Kerners schwärmerisch dichterisches Gemüt spricht sich in seinen Liebesepisteln aus, in der Liebe Glut schreibt er eine trunkene Prosa, und unversehens quellen ihm Verse unter der Feder hervor.

Dienstag, nachts 11 Uhr, 1807.

Schön ist's, wenn zwei Sterne beieinander stehen, ach, man sieht sie so gerne an, sie geben auch viel helleren Schein. Schön ist's, wenn zwei Blumen beieinander stehen, man freut sich ihrer, sie geben auch viel süßeren Duft. Doch wenn zwei, die sich lieben, beieinander stehen, wie schön ist das! Sie leuchten heller als zwei Sterne, sie duften süßer als zwei Blumen; daß ich Dich wiedersah, Du teueres Mädchen! Deine Liebe macht mich so glücklich. Doch ach, was fühlt dieses Herz? ist es Leiden, ist es Liebe! Ob Liebe Leiden sei, ob Leiden Liebe sei, weiß ich zu sagen nicht, aber ich klage nicht, lieblich das Leiden ist, wenn Leiden Liebe ist. Der Duft ist die Liebe der Blume, die Liebe ist der Duft des Mädchens! Eine Blume ohne Duft, so schön sie auch sein mag, steckt man nicht gern an das Herz. Ein Mädchen ohne Liebe, so schön es auch sein mag, ist ein totes Spielwerk. Duft gibt der Blume Leben und Sprache, Liebe, Leben und Sprache dem Auge des Mädchens. Der Jüngling verhält sich zum Mädchen wie der Stern zur Blume, rastlos schweift der Stern durch Wollen und Stürme. Die Blume duftet still auf häuslicher Flur, an die Mutter, die Erde, gebunden; der Stern, von düsteren Wolken umzogen, verliert seinen hellen Glanz. Die Blume duftet auch unter Stürmen ruhig fort. – Liebe, unser Tagwerk ist vollbracht, laß uns jetzt recht ruhig aneinander denken. Wie fern ist der Stern von der Blume, und doch wird sie von ihm erhellt. Wie fern ist die Blume vom Stern, und doch duftet sie zu ihm empor. Wie fern bist Du von mir, und doch fühl' ich Deine Liebe, ach so innig, als wenn ich Dich an mein Herz gepreßt hätte. Wie fern bin ich von Dir, und doch fühlst Du, ich weiß es, meinen Strahl in Deinem Herzen. Das schwarze Band von Dir trage ich fest auf dem Herzen.

Juli, Mittwoch.

Mein Rickele, mein liebes teueres Mädchen, warum bin ich doch fröhlich, warum nach vielen Tagen wieder. Gott, ich sah so viel Liebe heute in Deinen Augen, darum bin ich so fröhlich. O liebes Mädchen, daß Du mich liebst, es ist ein Traum. Daß ein Mädchen, ach, so was Heiliges in meinen Augen, mich liebt – das ist ein Traum. – du süßer Traum, laß mich nicht erwachen!!
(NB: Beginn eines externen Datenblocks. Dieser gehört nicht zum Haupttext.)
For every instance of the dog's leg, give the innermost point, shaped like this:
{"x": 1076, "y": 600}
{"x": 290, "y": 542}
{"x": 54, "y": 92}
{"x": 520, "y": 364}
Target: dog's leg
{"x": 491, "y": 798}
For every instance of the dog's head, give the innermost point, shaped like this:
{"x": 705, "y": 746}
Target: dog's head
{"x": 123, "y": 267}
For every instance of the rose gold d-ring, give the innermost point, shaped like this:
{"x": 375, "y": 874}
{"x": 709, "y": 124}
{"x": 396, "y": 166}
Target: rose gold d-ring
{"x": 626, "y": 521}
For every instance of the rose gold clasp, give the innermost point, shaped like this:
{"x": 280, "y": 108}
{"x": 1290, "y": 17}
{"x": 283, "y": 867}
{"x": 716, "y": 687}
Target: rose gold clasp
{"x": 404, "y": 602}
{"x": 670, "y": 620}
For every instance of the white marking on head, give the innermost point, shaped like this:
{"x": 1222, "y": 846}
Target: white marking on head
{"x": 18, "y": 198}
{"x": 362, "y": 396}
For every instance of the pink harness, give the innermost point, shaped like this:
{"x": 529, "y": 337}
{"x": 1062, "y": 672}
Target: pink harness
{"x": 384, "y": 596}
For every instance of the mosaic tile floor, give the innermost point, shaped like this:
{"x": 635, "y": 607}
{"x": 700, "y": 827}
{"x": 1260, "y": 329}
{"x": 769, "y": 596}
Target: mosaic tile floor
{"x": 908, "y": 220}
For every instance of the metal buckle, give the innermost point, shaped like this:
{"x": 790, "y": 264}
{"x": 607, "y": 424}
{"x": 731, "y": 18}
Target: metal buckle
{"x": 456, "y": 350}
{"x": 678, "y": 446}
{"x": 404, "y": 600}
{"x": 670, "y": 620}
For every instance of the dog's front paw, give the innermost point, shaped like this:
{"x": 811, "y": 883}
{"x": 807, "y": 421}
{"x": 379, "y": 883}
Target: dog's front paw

Gundelsheim, den 1. Mai. Deinen Brief habe ich zu Heilbronn erhalten, wohin er mir nachgeschickt wurde. O Rickele, sei heiter und denke, daß du ewig in mir in Liebe und in Schmerz lebst. Nun ist der 1. Mai, Rickele! Ich fuhr durch eine herrliche Gegend den Neckar hinab, an alten Burgen, Klöstern und Schlössern vorüber, das Schiff gleitete so still hin, es war schon Abend, am Ufer schlugen die Nachtigallen. Ich nahm meine Maultrommel, und noch nie tönte sie mir so schön.

Ich mußte hier landen, das Städtlein hat ein ganz sonderbares Aussehen und in den Straßen war alles totenstill und verlassen, als ich darin einging; ich sah nicht einen Menschen, den ich hätte nach einem Wirtshaus fragen können, da hörte ich in der Kirche Gesang, ich ging ein in sie, mischte mich unter die Menge und dachte Dein. – Morgen werde ich weiter zu Schiff nach Heidelberg abgehen. – O Rickele, wo bist Du, o Rickele, komm und träume mit mir!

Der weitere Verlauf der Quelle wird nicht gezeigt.